Улыбался, глядя ему вслед, я недолго. Какая-то мысль, словно заноза, постоянно свербила. Наконец она до меня дошла, и я сильно хлопнул себя ладонью по лбу.
— Какая, к чёртовой бабушке, печка, если я её месяц назад своими руками разобрал! — возмущённо
Нет, ну надо же, как ловко миньон из меня обещание выморозил. Эх, глянуть с горя, что хоть за машина этот «Хорьх». Может он только с виду такой красавец.
Глава 9
— Ты чего такой унылый? — нежно накрыла своей ладошкой мою руку Галя за столиком в кафе Останкинского телецентра, куда мы заскочили перекусить после съёмки промежуточного выпуска «Песня-79», — Переживаешь, что «Олимпиада» не попадёт в финал?

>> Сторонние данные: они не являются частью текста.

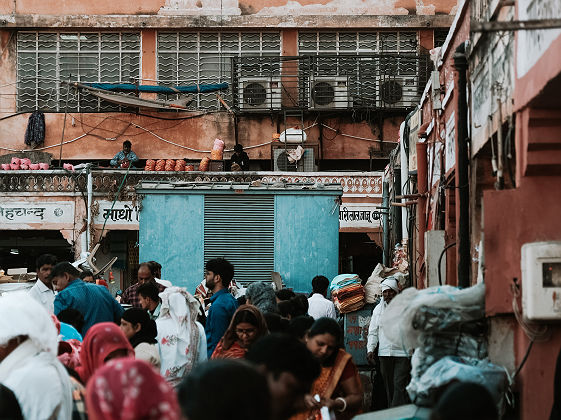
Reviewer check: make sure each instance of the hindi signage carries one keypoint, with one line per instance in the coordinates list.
(358, 215)
(122, 213)
(36, 212)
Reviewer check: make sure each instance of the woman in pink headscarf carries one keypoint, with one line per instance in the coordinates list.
(128, 389)
(103, 342)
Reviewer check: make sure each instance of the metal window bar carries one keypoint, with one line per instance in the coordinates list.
(80, 56)
(331, 82)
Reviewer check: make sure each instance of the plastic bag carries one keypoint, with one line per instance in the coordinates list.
(402, 310)
(425, 389)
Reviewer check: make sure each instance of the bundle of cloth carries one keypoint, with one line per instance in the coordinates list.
(347, 293)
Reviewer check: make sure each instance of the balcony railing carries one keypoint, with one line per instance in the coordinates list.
(329, 82)
(107, 182)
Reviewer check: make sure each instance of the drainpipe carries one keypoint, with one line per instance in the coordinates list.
(462, 169)
(422, 187)
(385, 221)
(89, 209)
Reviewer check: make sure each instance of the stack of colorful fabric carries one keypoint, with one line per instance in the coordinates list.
(347, 293)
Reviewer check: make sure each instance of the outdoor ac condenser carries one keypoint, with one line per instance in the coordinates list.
(306, 164)
(398, 92)
(259, 93)
(329, 92)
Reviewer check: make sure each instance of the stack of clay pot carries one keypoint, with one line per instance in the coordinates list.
(23, 164)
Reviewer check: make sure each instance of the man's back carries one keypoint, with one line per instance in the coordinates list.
(320, 307)
(93, 301)
(219, 316)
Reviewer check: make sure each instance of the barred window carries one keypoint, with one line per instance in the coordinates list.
(206, 58)
(367, 60)
(45, 60)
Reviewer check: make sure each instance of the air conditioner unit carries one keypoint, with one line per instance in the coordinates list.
(398, 92)
(259, 93)
(328, 92)
(306, 164)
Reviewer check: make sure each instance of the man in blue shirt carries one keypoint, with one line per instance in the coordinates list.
(218, 275)
(125, 157)
(94, 302)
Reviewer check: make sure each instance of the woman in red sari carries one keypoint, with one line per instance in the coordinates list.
(247, 325)
(338, 386)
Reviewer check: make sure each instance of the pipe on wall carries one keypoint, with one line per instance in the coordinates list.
(422, 188)
(462, 170)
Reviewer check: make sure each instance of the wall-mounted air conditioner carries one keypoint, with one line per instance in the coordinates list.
(305, 164)
(398, 92)
(328, 92)
(259, 93)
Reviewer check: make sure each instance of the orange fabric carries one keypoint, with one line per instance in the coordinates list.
(326, 384)
(234, 352)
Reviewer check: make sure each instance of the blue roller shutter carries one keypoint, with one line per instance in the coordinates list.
(241, 228)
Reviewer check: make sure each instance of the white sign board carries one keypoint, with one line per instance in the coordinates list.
(37, 212)
(532, 44)
(358, 215)
(122, 213)
(450, 159)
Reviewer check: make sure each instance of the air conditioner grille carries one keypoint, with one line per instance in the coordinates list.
(254, 94)
(323, 93)
(391, 92)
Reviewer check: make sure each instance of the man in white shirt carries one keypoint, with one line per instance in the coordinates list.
(395, 365)
(42, 291)
(319, 306)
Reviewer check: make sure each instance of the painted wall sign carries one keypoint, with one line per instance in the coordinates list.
(532, 44)
(358, 215)
(122, 213)
(36, 212)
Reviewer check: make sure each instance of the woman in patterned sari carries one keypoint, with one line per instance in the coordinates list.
(338, 387)
(246, 327)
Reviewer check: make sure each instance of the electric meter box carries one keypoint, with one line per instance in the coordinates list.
(541, 281)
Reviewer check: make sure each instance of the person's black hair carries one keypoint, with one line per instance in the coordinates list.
(155, 267)
(234, 381)
(286, 308)
(149, 290)
(300, 305)
(285, 294)
(283, 353)
(328, 326)
(299, 326)
(9, 406)
(45, 259)
(148, 329)
(275, 323)
(65, 267)
(223, 268)
(148, 265)
(72, 317)
(465, 401)
(320, 284)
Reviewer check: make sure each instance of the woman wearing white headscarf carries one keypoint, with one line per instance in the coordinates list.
(28, 363)
(395, 364)
(181, 338)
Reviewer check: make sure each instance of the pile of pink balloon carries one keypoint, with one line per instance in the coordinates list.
(24, 164)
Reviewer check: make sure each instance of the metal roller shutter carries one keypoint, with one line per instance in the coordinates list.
(242, 230)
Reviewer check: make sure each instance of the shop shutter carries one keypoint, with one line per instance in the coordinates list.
(241, 228)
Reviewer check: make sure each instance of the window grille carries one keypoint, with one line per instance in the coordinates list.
(44, 60)
(205, 58)
(386, 55)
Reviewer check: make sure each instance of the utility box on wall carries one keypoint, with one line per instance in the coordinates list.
(292, 229)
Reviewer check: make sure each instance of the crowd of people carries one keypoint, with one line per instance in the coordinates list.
(69, 350)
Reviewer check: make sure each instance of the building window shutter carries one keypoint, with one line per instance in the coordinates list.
(242, 230)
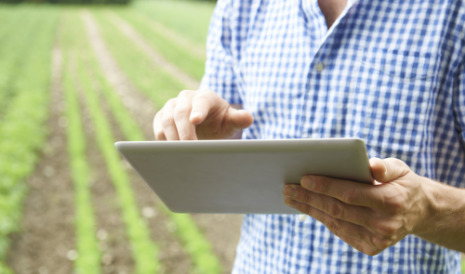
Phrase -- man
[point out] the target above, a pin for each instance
(389, 72)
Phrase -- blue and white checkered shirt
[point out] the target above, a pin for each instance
(389, 72)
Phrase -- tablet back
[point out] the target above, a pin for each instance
(240, 176)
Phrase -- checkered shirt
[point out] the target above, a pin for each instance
(391, 73)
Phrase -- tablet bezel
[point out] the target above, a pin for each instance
(240, 176)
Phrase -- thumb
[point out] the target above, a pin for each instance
(239, 118)
(388, 170)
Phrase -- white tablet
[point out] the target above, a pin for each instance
(240, 176)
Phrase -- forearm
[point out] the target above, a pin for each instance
(445, 224)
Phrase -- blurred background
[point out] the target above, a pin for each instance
(76, 76)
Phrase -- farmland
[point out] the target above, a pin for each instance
(73, 81)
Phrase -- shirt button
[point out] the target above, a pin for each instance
(319, 67)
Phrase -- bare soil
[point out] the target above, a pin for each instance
(46, 243)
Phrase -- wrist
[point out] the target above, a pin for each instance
(443, 214)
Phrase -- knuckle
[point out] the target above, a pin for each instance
(320, 185)
(386, 230)
(302, 208)
(167, 120)
(159, 135)
(185, 93)
(351, 196)
(332, 225)
(336, 210)
(180, 112)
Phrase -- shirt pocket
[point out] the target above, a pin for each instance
(398, 88)
(400, 64)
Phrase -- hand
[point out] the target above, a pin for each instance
(368, 217)
(199, 114)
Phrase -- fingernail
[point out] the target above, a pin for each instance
(195, 115)
(290, 191)
(289, 201)
(307, 182)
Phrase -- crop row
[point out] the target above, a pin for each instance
(144, 250)
(88, 252)
(192, 238)
(22, 131)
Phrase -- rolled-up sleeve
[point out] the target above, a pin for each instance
(219, 68)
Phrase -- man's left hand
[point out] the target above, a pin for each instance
(370, 218)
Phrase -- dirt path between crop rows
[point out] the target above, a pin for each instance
(221, 230)
(46, 242)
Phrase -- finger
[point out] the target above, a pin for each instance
(202, 103)
(329, 205)
(239, 118)
(339, 227)
(349, 192)
(167, 120)
(185, 128)
(157, 127)
(388, 170)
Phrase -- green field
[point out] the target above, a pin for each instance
(58, 80)
(73, 80)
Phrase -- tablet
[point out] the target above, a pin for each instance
(240, 176)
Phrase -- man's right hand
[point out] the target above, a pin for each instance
(199, 114)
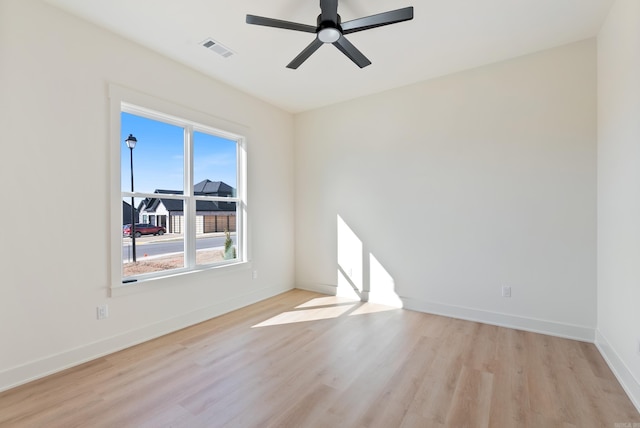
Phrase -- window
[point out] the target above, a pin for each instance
(181, 186)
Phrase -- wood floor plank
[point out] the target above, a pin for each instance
(303, 359)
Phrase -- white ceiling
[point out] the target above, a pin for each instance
(445, 36)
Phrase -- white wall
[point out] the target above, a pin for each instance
(54, 171)
(619, 193)
(458, 186)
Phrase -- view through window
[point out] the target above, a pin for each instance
(181, 208)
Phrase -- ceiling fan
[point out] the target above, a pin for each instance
(330, 29)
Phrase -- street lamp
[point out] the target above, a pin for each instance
(131, 143)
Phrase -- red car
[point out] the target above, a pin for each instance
(144, 229)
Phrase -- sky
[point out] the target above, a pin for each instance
(158, 156)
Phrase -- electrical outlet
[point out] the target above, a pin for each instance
(102, 312)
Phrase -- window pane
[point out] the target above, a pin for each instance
(158, 155)
(216, 234)
(159, 242)
(214, 165)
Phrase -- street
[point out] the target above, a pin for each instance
(154, 245)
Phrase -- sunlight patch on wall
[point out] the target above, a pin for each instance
(350, 266)
(360, 274)
(382, 285)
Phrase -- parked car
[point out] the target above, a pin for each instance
(144, 229)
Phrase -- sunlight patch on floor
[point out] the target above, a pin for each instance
(311, 314)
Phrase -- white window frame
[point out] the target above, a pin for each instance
(125, 100)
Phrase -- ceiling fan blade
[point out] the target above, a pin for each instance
(351, 52)
(278, 23)
(378, 20)
(329, 10)
(306, 53)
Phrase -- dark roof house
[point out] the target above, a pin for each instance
(203, 188)
(126, 213)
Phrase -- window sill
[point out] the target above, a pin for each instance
(149, 284)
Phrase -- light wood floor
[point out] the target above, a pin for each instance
(307, 360)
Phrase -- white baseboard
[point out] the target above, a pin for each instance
(629, 383)
(569, 331)
(33, 370)
(552, 328)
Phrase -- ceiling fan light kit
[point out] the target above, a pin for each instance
(331, 30)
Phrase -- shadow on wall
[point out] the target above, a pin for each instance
(360, 274)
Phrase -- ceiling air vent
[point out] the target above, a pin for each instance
(218, 48)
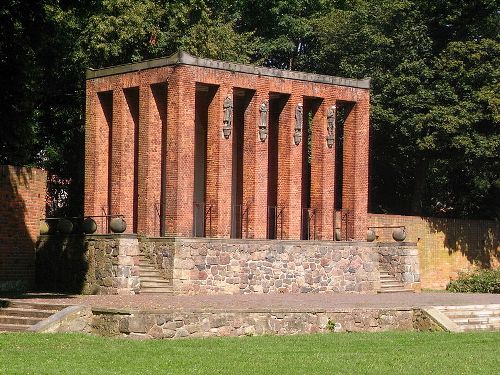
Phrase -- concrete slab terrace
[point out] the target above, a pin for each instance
(268, 302)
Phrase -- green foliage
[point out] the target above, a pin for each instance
(483, 281)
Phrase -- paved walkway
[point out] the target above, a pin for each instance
(267, 302)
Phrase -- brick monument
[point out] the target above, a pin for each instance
(184, 146)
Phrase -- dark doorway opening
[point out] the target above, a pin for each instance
(132, 98)
(106, 101)
(159, 92)
(308, 219)
(277, 102)
(241, 100)
(201, 211)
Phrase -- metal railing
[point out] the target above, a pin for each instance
(275, 216)
(202, 219)
(239, 221)
(309, 223)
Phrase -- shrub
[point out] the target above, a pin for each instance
(483, 281)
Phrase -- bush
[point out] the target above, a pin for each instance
(483, 281)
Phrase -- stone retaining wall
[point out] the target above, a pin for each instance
(96, 264)
(190, 324)
(402, 262)
(108, 264)
(218, 266)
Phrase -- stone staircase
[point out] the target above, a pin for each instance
(151, 279)
(474, 317)
(389, 284)
(18, 316)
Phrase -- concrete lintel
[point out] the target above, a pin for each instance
(183, 58)
(54, 320)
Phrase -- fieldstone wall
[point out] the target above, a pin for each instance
(216, 266)
(161, 252)
(113, 264)
(190, 324)
(401, 260)
(97, 264)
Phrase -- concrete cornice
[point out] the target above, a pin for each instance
(183, 58)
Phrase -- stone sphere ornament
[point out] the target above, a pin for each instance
(44, 227)
(64, 226)
(399, 234)
(118, 225)
(89, 225)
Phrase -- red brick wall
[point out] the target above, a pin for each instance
(446, 246)
(179, 150)
(22, 192)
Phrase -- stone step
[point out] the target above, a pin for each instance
(480, 327)
(23, 320)
(471, 314)
(156, 291)
(148, 272)
(155, 284)
(13, 311)
(492, 306)
(391, 285)
(36, 306)
(477, 320)
(158, 279)
(396, 290)
(13, 327)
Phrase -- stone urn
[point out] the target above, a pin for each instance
(399, 234)
(89, 225)
(370, 235)
(117, 225)
(64, 226)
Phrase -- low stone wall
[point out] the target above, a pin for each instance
(161, 252)
(217, 266)
(190, 324)
(446, 246)
(402, 262)
(97, 264)
(109, 264)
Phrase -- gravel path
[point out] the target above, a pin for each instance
(255, 302)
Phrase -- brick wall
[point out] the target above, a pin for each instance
(92, 264)
(22, 192)
(446, 246)
(229, 266)
(110, 167)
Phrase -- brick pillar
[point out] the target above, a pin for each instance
(90, 204)
(255, 154)
(219, 163)
(97, 132)
(355, 179)
(322, 173)
(289, 172)
(180, 159)
(122, 159)
(151, 138)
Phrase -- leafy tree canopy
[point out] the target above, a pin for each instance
(434, 68)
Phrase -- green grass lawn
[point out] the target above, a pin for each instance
(371, 353)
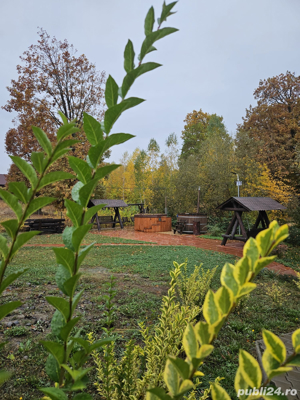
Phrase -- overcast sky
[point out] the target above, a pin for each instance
(214, 62)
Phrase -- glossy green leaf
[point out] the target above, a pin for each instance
(11, 278)
(26, 169)
(66, 330)
(38, 203)
(128, 60)
(111, 93)
(92, 129)
(79, 234)
(20, 190)
(82, 169)
(8, 308)
(274, 345)
(52, 368)
(132, 75)
(65, 257)
(22, 239)
(11, 226)
(37, 159)
(43, 140)
(171, 378)
(152, 38)
(250, 369)
(66, 130)
(182, 367)
(54, 393)
(74, 210)
(113, 113)
(75, 191)
(149, 21)
(60, 304)
(296, 340)
(55, 176)
(211, 310)
(12, 202)
(67, 237)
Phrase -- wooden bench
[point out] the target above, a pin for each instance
(45, 225)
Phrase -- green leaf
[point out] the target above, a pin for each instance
(4, 376)
(74, 210)
(250, 369)
(66, 130)
(3, 246)
(132, 75)
(43, 140)
(55, 176)
(11, 226)
(79, 234)
(152, 38)
(111, 93)
(211, 310)
(274, 345)
(38, 203)
(218, 393)
(57, 323)
(54, 393)
(296, 340)
(66, 330)
(61, 276)
(65, 257)
(166, 11)
(60, 304)
(113, 113)
(181, 366)
(189, 342)
(203, 332)
(12, 202)
(22, 239)
(82, 169)
(86, 191)
(228, 279)
(149, 21)
(37, 159)
(76, 300)
(128, 61)
(171, 378)
(75, 191)
(26, 169)
(8, 308)
(11, 278)
(92, 129)
(67, 237)
(20, 190)
(52, 368)
(70, 284)
(91, 212)
(83, 253)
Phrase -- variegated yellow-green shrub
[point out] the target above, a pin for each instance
(236, 282)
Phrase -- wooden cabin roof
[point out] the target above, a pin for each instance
(251, 204)
(109, 203)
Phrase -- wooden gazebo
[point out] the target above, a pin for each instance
(246, 204)
(104, 220)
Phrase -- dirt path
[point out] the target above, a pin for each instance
(169, 239)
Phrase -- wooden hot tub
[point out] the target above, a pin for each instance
(152, 223)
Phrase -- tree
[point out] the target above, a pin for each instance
(51, 78)
(275, 125)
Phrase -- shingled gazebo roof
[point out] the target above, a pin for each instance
(251, 204)
(109, 203)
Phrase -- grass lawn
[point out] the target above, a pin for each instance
(142, 276)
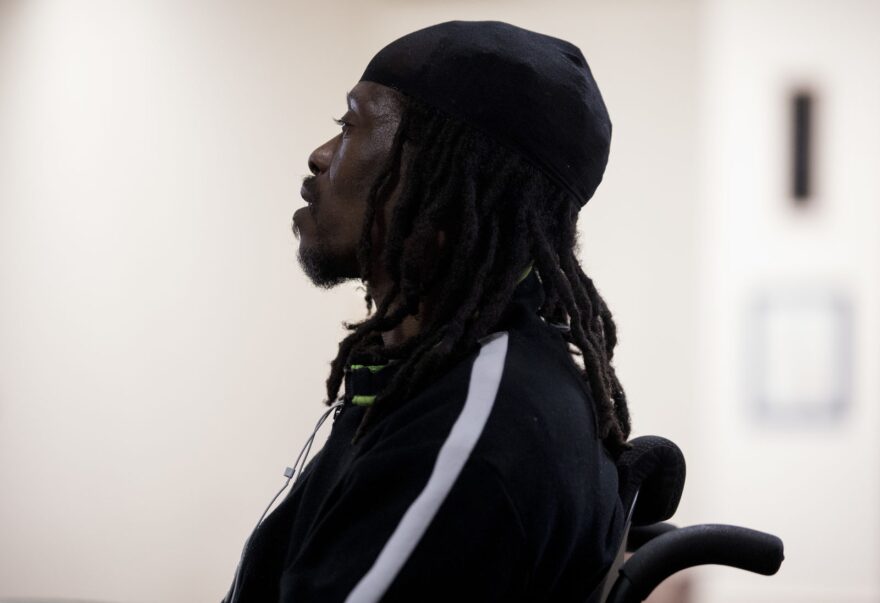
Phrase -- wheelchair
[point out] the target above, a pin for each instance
(651, 480)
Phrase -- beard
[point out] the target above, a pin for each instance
(325, 267)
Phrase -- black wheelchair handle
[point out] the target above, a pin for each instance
(679, 549)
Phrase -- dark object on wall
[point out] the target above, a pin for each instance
(802, 111)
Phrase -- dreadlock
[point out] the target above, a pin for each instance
(499, 213)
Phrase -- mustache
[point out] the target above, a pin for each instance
(310, 189)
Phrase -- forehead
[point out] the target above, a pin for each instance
(375, 100)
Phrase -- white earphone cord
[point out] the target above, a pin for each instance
(290, 473)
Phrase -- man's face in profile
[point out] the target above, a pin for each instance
(343, 171)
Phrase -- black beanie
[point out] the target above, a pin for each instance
(532, 93)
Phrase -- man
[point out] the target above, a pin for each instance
(471, 459)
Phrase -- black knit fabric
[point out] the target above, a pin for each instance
(532, 93)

— Есть такое, — кивнул я в ответ, — В финале будет всего тридцать пять песен, и автором слов к нескольким из них является Рождественский. Если ещё и «Олимпиаду» добавят, то в народе про финальный концерт пойдёт молва, что телевидение показало бенефис Рождественского.
В моей истории на самом деле в финале «Песня-79» прозвучало четыре песни на стихи Роберта Ивановича. Вдобавок он ещё и своё стихотворение прочёл посреди концерта. Как это ещё назвать иначе, чем бенефис?
На самом деле меня мало волновало, пройдёт песня в финал конкурса или нет. Просто я был в шоке оттого, что из шести исполнителей, которые сегодня участвовали в записи передачи, я знал только двоих. Одним из них был я, любимый, а второй — Валентина Толкунова.
Светлану Жильцову я не считаю, поскольку она всего лишь вела концерт и объявляла выступающих и авторов песен. Да и вряд ли найдётся человек хоть в Союзе, хоть в России, кто не знает эту женщину, по крайней мере в лицо.
Я, конечно, догадываюсь, что Ворошило, Кочергину, Мокренко и Зияева в Союзе многие знают и, возможно, даже любят их творчество. Не зря ведь их для Первого канала телевидения снимали. Вот только я этих людей впервые в жизни услышал и увидел.
Вру, ещё оркестр под управлением Силантьева забыл упомянуть. Я со всем многочисленным коллективом прямо в концертной студии поручкался, а Юрий Васильевич меня перед выступлением по-отечески приобнял и пожелал удачи. Режиссёр-постановщик, глуховатый невысокий плешивый толстопузик, аж в осадок выпал, увидев, как именитый дирижёр давал дружеские наставления какому-то парнишке из провинции.
— Мы его по всему телецентру ищем, а он в кафе прячется, — вывел меня из раздумий знакомый голос Тухманова, — Добрый день, Галя. Как всегда, отлично выглядите, — не забыл Давид Григорьевич отсыпать комплимент девушке, — Отмечаете удачную запись?
— Как-то так, — пришёл я на помощь смутившейся подруге, кинув быстрый взгляд на спутников композитора.
Ну, того же самого Рождественского трудно было не узнать, тем более что перед записью своего выступления я успел познакомиться и немного поболтать с поэтом. Меня больше заинтересовал второй персонаж из свиты Тухманова. Вернее, вторая, поскольку это была женщина примерно моего возраста. Невысокая кареглазая девушка чертовски кого-то мне напоминала, но, сколько я ни старался, так и не мог вспомнить кого.